Last week, I celebrated my one year anniversary at my job, a quiet milestone that meant a lot to me. In the last year, I've regained some creative confidence and tried to learn how to be a graphic designer again. I've relearned how to be comfortable at work in a way that makes sense for me right now. I can see everything that is so special and interesting about the organization I work for and appreciate and grow with the people who put their all into it. The work I've done isn't super visible or flashy but I like doing it and I hope it's working/helping and I'm proud of it.
Revisiting warpaint and this video which fills me with feeling.
Burning (2018) was more like reading a short story than watching a movie.
Frances McDormand is so perfect in Burn After Reading (2008) and I relate to Brad Pitt's character's energy right now.
There Will Be Blood (2007). Now that's a movie. Great take on the life of W.B. Mason.
Girl Friends (1978) is a proto Francis Ha.
👩🏽🏫 Gave a "presentation" to some friends on what makes a comfort movies and heard presentations on topics like the color blue, birds and their legs, the inequity of quality ice cream in Boston, and more.
😎 Spent all day Thursday and Friday working from my patio. It's almost too much joy to be allowed.
🥯 My neighborhood bagel place has been doing special pick-up batches and I finally got an order in after 2-3 previous attempts. Now buying bagels has the level of tension and exact process as buying big concert tickets or registering for classes. Happy for this HUGE simple pleasure. I think this is the longest I'd gone without having a bagel for 10+ years.
📺 New Girl is a good rewatch while doing something else (like sewing.)

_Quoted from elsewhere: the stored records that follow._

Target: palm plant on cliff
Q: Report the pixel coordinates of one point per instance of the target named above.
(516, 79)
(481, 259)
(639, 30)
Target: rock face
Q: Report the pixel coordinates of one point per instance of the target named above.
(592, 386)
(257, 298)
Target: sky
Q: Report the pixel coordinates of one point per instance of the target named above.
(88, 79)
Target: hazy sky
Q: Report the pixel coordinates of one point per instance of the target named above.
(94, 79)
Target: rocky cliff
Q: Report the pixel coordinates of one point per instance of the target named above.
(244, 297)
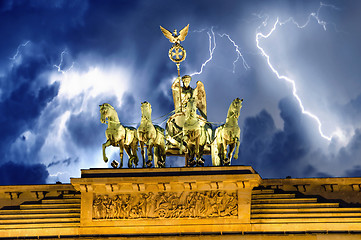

the psychic hell of trying to choose a meaningful way to spend your four hours of free time in your home each night
— charlie (@chunkbardey) May 23, 2020
I can't seem to consistently feel ease or abundance around time. I know the scarcity and fear is all in my mind which doesn't make it less difficult. It's been interesting to see (some!) people online talking about feeling like they have so much more time in quarantine and how they fill those extra minutes with new diversions or find themselves simply not knowing what to do with the time and experiencing vacuous boredom. Because I'm working from home, I've been able to cut out commuting and all out-of-home extracurriculars are off the table, of course. I don't have any additional (or any, period) caretaking responsibilities. And yet ten weeks into working-from-home and quar, I don't feel like I have that much more time than I used to (again, inability to feel abundance) and I feel anxious about how I spent each non-working minute and hour. I'm trying to let some of this feeling go, appreciate more what I'm doing in the moment and dread less the end of that moment, not feeling like I have to be doing anything meaningful all of the time or even most of the time, etc. I'm just trying to be easy on myself.